The housing project, which will see a total of 73 residential houses built, is one of the initiatives by the Human Settlements Department aimed at improving the quality of life of military veterans.
Construction on the project started in 2016 and 20 units have been completed. The project is due to be completed at the end of May this year.
The handover, which was done at Eerste River, formed part of a multi-million rand project aimed at addressing the housing needs of veterans from various military organisations.
Provincial Human Settlements’ MEC Bonginkosi Madikizela, Military Veterans’ spokesperson Mbulelo Musi and the national Human Settlements Department’s Stakeholders and Intergovernmental Relations official William Jiyane handed over keys to the beneficiaries.
Vusumzi Gidimi, 47, was one of the beneficiaries of a new two-bedroom house.
He said he felt great and that being a beneficiary meant a lot to him. “I have been waiting to have a house of my own for a very long time.
“Now that I have it I will cherish it. For all the trouble we (military veterans) had to go through during the apartheid years we deserve this,” said Gidimi.
Jiyane said he was proud of the initiative.
“It is a very important gesture to help the veterans.
“I am hoping that those who receive these houses will enjoy them,” he said.
Madikizela told the gathering the housing project was a “huge achievement”.
“We walked a very long road to be here,” said Madikizela.
The project had had its share of challenges, as many of the veterans were still in their youth stages, some were not registered on the housing needs database and some were demanding bigger houses.
“We are giving houses under difficult circumstances,” said Madikizela.
He said to deal with the 526000 families registered on the housing needs database, his department needed R80billion.
The intention was to build 257 housing units, but only 73 military veterans qualified.
“We have the issue of policy that we have to adhere to.

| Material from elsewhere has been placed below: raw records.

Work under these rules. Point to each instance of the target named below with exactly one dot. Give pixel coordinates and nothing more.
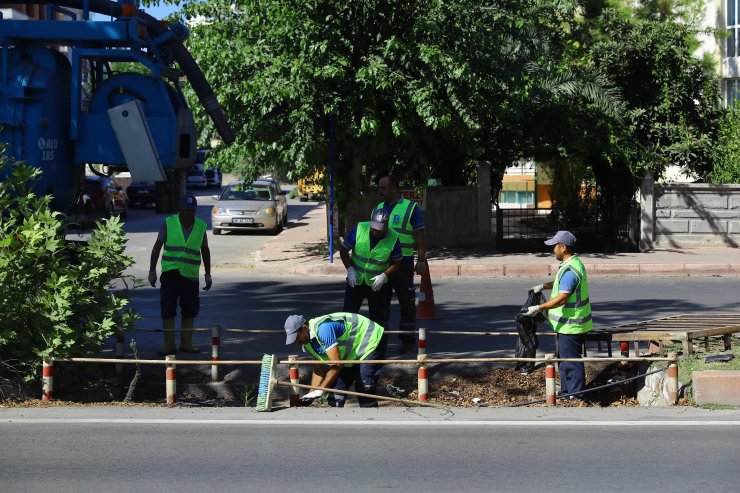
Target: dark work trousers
(173, 288)
(378, 302)
(572, 375)
(402, 282)
(363, 376)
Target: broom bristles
(266, 384)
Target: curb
(545, 270)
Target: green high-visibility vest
(400, 222)
(371, 262)
(575, 316)
(361, 336)
(182, 255)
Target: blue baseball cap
(292, 325)
(189, 202)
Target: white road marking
(376, 423)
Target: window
(732, 27)
(732, 92)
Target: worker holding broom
(340, 336)
(569, 310)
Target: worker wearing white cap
(335, 337)
(569, 310)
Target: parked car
(196, 178)
(311, 188)
(141, 193)
(242, 205)
(101, 195)
(213, 177)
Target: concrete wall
(454, 216)
(690, 215)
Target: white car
(196, 178)
(243, 206)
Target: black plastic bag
(526, 345)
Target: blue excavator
(66, 104)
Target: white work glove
(378, 281)
(314, 394)
(352, 277)
(532, 310)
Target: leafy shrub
(726, 153)
(56, 297)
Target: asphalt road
(534, 450)
(233, 248)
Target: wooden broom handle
(408, 402)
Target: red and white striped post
(422, 341)
(673, 379)
(295, 397)
(550, 380)
(423, 380)
(120, 340)
(624, 347)
(48, 379)
(170, 380)
(215, 349)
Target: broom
(268, 382)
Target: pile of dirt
(504, 387)
(494, 387)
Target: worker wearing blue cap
(569, 310)
(185, 243)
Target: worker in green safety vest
(336, 337)
(376, 255)
(405, 218)
(569, 311)
(185, 243)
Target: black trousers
(378, 302)
(173, 288)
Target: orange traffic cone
(425, 306)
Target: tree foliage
(726, 153)
(55, 297)
(423, 89)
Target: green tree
(418, 88)
(56, 298)
(726, 152)
(670, 112)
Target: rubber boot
(168, 324)
(186, 336)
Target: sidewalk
(301, 249)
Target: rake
(268, 382)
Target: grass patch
(689, 364)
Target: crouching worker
(340, 336)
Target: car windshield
(93, 185)
(242, 192)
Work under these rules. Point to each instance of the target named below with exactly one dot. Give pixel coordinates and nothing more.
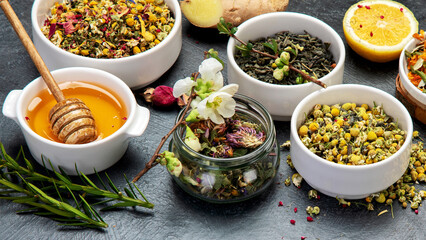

Those who had fallen fell out because of the criteria had to have a solution found to accommodate them.
“Just because this province is (governed) under a different political party there is a perception that there is no political will,” said Madikizela.
His department was the first in the country to provide housing specifically for military veterans. he said.
Musi told the gathering the initiative to provide houses to the military veterans was a way to say thank you for the sacrifices they made.
“Thank you for making us who we are and restoring our dignity - 23 years down the line you have people who fought in the liberation Struggle and have nowhere to sleep, he said.
“Today is a celebration,” said Musi.
He added that there were 650 military veterans on the database in the Western Cape alone.